The
research originally aimed at the study of dynamic penetration into concrete and
rock targets, employing the Durban-Fleck formulation for dynamic expansion of a
spherical cavity in a porous elastoplastic medium (the Drucker-Prager solid).
In fact, the research has focused on an analytical and numerical investigation
of the spherical cavity expansion model (Durban-Fleck model) with particular
emphasis on some special cases including - the small strain linear elastic
field, the deep plastic field, the Mises solid, the incompressible
Drucker-Prager material and the associated solid. The analytical treatment is
for arbitrary hardening characteristics with special reference to an
elastic/perfectly-plastic solid and to the Ramberg-Osgood relation. The work
has exposed the analytical richness of the Durban-Fleck model, has improved
understanding of dynamic cavitation in a porous elastoplastic medium and has
provided useful analytical results for further research and applications. An
exact relation for cavitation pressure in a hardening incompressible Mises
solid is given for any cavitation velocity.

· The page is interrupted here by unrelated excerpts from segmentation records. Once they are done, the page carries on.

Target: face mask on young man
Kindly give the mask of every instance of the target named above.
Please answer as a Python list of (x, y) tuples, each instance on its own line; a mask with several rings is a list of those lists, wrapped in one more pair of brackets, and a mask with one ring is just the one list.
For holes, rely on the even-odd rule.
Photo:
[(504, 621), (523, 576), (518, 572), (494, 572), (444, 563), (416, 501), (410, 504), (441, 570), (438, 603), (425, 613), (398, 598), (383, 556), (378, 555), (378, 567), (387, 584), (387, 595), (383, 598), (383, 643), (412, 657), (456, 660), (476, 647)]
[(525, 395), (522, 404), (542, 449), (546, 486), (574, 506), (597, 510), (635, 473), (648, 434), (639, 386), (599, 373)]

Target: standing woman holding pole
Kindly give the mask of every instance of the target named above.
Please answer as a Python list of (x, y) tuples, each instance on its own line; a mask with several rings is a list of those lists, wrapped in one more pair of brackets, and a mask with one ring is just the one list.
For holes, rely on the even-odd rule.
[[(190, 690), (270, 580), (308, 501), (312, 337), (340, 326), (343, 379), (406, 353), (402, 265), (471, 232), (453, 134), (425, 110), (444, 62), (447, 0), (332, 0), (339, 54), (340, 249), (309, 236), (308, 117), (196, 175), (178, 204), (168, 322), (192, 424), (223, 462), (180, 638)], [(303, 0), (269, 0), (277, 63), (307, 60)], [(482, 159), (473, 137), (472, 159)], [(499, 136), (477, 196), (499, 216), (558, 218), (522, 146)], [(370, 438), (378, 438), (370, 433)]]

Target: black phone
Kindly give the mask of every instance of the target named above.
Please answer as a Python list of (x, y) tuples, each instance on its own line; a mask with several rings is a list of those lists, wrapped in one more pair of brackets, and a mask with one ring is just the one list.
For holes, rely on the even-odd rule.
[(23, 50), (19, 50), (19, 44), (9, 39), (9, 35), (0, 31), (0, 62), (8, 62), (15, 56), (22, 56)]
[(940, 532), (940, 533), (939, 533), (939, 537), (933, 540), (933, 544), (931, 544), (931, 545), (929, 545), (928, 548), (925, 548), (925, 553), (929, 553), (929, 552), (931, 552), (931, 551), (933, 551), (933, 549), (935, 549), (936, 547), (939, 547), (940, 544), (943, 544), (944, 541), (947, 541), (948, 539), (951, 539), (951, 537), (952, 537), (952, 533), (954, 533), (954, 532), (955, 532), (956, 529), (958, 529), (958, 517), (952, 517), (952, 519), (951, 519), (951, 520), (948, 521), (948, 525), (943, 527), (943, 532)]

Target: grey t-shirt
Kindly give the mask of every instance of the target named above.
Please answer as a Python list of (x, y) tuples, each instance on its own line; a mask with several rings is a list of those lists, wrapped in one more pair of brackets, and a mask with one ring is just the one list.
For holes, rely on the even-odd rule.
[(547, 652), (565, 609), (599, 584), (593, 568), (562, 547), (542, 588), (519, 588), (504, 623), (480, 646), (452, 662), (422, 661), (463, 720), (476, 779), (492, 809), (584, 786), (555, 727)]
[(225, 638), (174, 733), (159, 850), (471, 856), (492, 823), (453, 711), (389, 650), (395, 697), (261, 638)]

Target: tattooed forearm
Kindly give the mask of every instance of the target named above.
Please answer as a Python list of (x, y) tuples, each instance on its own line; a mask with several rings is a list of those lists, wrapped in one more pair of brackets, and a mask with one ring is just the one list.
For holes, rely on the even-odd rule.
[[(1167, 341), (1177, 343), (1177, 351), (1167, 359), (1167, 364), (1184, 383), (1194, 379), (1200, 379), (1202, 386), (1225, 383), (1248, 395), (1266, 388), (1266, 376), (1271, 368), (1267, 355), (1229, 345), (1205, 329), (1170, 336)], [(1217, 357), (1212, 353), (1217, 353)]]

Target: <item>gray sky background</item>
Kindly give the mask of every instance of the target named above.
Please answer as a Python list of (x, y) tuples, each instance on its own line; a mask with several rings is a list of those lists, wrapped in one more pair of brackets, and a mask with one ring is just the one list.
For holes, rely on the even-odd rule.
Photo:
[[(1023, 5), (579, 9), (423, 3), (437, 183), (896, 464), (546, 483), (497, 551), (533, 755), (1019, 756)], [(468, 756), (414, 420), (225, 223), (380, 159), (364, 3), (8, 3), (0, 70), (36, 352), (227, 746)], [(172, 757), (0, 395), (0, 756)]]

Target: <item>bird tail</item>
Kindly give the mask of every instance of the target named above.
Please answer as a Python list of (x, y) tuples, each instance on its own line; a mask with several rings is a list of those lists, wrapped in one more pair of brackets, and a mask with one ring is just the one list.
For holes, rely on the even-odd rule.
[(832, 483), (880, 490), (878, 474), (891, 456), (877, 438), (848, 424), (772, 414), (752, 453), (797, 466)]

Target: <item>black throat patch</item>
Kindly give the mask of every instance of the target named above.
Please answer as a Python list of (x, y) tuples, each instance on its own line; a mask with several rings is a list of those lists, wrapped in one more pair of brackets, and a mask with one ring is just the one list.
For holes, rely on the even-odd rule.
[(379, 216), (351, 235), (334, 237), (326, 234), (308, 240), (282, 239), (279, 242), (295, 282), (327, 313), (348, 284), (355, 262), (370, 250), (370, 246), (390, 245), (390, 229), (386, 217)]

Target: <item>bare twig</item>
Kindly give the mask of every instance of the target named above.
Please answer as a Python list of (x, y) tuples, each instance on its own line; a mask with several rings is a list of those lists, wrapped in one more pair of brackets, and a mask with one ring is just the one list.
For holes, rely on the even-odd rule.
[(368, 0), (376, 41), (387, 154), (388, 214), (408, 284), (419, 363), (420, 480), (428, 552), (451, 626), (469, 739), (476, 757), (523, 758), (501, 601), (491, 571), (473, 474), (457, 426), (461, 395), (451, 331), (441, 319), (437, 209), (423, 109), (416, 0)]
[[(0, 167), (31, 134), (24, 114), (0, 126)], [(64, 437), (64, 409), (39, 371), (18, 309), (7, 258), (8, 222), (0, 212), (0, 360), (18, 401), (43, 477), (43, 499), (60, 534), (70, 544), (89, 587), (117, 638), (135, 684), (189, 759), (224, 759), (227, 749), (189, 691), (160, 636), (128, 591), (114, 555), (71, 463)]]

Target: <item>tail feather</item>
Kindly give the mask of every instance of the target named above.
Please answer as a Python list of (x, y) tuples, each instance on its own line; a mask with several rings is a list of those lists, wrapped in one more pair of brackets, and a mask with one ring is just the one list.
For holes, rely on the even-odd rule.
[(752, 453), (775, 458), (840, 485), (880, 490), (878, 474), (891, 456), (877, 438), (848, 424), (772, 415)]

We have defined the useful concept
of an incompressible Drucker-Prager material along with a few solutions, exact
and approximate, for the cavitation pressure. These analytical solutions show,
for the first time, the influence of the material porosity parameter. Also
given are perturbation solutions for the compressible Mises solid, accounting
for strain-hardening , and an analysis of the influence of Poisson’s ratio, as
well as strain-hardening, on the cavitation pressure. For the first time we
see, in a relatively simple analytical way, how those parameters influence the
dynamic part of cavitation pressure. The research concludes with an updated
formulation for a dynamic spherical cavitation model in a porous elastoplastic
medium incorporating our previous observations. A few numerical solutions
illustrate and support the validity of the analytical results while for the
associated solid we have only a numerical solution.